Quiñenco's net debt to EBITDA ratio is 19.3 which suggests rather high debt levels, but its interest cover of 10.0 times suggests the debt is easily serviced. Overall we'd say it seems likely the company is carrying a fairly heavy swag of debt. The bad news is that Quiñenco saw its EBIT decline by 13% over the last year. If that sort of decline is not arrested, then the managing its debt will be harder than selling broccoli flavoured ice-cream for a premium. There's no doubt that we learn most about debt from the balance sheet. But it is Quiñenco's earnings that will influence how the balance sheet holds up in the future. So if you're keen to discover more about its earnings, it might be worth checking out this graph of its long term earnings trend.

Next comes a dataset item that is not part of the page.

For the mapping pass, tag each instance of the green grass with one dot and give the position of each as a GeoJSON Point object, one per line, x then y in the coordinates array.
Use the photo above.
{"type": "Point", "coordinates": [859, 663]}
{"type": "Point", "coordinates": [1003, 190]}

Finally, while the tax-man may adore accounting profits, lenders only accept cold hard cash. So it's worth checking how much of that EBIT is backed by free cash flow. Over the last three years, Quiñenco actually produced more free cash flow than EBIT. There's nothing better than incoming cash when it comes to staying in your lenders' good graces.

Our View

To be frank both Quiñenco's net debt to EBITDA and its track record of staying on top of its total liabilities make us rather uncomfortable with its debt levels. But on the bright side, its conversion of EBIT to free cash flow is a good sign, and makes us more optimistic. Looking at the bigger picture, it seems clear to us that Quiñenco's use of debt is creating risks for the company. If everything goes well that may pay off but the downside of this debt is a greater risk of permanent losses. The balance sheet is clearly the area to focus on when you are analysing debt. But ultimately, every company can contain risks that exist outside of the balance sheet. Case in point: We've spotted 3 warning signs for Quiñenco you should be aware of, and 1 of them is potentially serious.

If you're interested in investing in businesses that can grow profits without the burden of debt, then check out this free list of growing businesses that have net cash on the balance sheet.